The man in the photo looked like her father, but Sounmi Campbell needed to be sure.

Phillip Campbell had disappeared almost 20 years earlier in a fog of mental illness that abruptly drove him from his sister’s home in Georgia. A trail of letters, the final ones postmarked from Long Beach more than a decade ago, was his family’s last clue to his whereabouts.

The letters eventually stopped, but the search didn’t. From the East Coast, Sounmi’s sister-in-law was scouring online records. In 2017, as she Googled the name Phillip Campbell, she saw it associated for the first time with Misi Tagaloa, a prominent pastor in Long Beach who has run for City Council three times.

What were the chances this could be their Phillip Campbell?

For months, Sounmi said, her sister-in-law tried to reach the pastor, but he would take weeks to respond.

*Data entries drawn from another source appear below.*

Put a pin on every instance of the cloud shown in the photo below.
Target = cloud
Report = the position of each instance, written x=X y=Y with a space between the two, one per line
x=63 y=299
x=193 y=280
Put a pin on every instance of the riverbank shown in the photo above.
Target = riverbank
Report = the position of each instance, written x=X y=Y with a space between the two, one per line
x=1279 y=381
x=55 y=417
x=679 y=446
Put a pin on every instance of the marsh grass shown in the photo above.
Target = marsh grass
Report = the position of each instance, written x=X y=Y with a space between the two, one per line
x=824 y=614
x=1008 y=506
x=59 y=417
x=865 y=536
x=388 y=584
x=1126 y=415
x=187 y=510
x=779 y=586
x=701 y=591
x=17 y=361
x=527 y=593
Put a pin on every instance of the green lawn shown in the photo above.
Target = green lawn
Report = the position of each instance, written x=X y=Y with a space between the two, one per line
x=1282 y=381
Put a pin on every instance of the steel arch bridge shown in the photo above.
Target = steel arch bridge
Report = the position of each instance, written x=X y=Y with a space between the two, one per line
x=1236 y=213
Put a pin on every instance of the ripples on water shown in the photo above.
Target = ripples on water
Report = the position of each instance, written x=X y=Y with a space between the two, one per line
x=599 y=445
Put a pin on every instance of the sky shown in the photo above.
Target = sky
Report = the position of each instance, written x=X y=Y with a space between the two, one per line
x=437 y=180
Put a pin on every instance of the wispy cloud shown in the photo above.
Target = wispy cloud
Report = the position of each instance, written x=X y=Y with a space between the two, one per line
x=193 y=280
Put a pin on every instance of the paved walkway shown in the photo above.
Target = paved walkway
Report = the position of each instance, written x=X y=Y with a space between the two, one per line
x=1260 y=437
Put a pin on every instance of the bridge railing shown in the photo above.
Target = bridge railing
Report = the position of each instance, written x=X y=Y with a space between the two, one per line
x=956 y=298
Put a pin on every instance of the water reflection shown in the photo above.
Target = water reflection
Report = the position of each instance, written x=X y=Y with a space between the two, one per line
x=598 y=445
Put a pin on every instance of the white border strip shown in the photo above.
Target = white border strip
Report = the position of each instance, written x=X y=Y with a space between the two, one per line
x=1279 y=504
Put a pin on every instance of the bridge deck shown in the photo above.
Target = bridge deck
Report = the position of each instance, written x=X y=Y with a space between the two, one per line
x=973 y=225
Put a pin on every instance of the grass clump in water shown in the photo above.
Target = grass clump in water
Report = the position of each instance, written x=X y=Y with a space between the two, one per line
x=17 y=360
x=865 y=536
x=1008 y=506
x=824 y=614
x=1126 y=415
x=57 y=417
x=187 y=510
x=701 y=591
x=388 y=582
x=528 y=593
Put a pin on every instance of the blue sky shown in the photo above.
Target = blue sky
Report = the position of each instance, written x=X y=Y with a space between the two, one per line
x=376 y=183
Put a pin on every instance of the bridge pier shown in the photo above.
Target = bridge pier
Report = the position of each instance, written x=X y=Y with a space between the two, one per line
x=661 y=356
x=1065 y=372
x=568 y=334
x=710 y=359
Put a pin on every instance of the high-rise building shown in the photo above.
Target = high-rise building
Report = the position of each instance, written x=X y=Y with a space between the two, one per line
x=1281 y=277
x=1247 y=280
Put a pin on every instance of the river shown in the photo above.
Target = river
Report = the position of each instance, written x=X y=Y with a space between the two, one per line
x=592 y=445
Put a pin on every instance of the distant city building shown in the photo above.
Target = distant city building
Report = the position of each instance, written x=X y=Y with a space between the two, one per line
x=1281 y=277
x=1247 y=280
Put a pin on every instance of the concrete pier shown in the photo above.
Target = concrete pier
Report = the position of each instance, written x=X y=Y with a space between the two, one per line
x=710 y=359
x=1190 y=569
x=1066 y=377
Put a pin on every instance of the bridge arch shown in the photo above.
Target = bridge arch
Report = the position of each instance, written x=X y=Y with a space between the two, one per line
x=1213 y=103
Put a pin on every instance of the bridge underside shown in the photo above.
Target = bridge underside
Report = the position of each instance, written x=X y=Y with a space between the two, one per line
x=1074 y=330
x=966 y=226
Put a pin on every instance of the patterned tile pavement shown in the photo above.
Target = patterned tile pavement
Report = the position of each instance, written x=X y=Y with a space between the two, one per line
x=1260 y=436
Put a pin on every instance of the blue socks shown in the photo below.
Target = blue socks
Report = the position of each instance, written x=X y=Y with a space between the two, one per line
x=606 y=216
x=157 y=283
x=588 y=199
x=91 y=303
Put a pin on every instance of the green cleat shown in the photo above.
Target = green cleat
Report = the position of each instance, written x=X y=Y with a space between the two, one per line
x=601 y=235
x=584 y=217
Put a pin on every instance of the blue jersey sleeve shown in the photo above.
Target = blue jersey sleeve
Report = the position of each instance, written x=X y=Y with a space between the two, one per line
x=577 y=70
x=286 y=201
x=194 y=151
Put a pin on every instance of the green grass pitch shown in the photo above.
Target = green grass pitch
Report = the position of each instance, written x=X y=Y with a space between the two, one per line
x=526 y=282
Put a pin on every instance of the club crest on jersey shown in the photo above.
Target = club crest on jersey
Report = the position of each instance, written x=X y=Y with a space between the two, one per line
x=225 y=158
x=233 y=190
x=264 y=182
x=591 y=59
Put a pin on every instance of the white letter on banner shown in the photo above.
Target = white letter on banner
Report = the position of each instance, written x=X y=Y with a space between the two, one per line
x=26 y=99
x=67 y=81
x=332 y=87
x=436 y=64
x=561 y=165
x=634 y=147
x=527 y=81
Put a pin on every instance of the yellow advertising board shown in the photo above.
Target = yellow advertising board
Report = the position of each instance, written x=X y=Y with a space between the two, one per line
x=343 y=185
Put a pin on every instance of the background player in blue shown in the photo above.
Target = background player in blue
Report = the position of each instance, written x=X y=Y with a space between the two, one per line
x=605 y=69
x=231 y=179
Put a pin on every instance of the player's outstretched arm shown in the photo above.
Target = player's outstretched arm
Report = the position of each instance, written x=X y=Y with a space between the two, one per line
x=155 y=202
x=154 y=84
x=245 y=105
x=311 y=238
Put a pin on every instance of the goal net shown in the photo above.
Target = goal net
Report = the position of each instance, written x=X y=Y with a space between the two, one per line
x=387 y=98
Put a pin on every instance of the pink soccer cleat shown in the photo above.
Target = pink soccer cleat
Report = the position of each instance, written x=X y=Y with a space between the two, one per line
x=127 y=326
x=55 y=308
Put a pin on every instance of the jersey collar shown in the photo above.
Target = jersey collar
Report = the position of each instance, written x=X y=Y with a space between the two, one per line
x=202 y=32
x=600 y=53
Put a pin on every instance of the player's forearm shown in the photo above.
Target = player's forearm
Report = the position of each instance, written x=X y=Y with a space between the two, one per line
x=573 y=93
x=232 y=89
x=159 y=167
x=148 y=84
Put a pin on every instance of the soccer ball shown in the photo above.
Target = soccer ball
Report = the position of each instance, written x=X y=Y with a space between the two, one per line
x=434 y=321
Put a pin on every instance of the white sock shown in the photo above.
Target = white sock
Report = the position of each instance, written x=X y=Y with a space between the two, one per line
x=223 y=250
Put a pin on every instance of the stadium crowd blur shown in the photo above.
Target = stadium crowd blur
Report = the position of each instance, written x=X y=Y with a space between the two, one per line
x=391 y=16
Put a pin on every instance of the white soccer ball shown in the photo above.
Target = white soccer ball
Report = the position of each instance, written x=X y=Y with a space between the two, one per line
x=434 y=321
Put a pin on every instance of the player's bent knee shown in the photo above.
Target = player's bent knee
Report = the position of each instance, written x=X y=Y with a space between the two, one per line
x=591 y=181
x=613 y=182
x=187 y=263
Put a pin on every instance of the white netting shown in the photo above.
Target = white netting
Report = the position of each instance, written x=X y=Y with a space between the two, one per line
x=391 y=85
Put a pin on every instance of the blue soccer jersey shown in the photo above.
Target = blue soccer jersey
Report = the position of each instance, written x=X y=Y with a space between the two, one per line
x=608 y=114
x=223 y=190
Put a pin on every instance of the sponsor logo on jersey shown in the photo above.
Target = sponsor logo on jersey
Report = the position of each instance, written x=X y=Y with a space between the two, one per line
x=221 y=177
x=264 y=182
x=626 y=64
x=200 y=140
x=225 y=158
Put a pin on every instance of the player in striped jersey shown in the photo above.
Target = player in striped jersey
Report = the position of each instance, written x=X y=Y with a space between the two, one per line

When he eventually provided a photo of a man he knew as Phillip Campbell, Sounmi was stunned.

“When the picture came up, I was like, oh my god,” she said. In the man’s face—with an unmistakable hawk nose the entire family seems to share—she saw herself. They arranged a phone call.

Tell me, Sounmi asked this Phillip Campbell, the names of your children.

The man strained to speak, but when he said the word “Sounmi” she knew: “That’s Daddy,” she said. “So, we rushed to him.”

A photo of Phillip Campbell before he went missing, left, next to his daughter Sounmi Campbell, right. Photo courtesy Sounmi Campbell.

For years, Sounmi had feared her father was dead or living on the street, so she at first was grateful Campbell was under the care of Tagaloa, who leads the Second Samoan Congregational Church on the outskirts of Downtown Long Beach.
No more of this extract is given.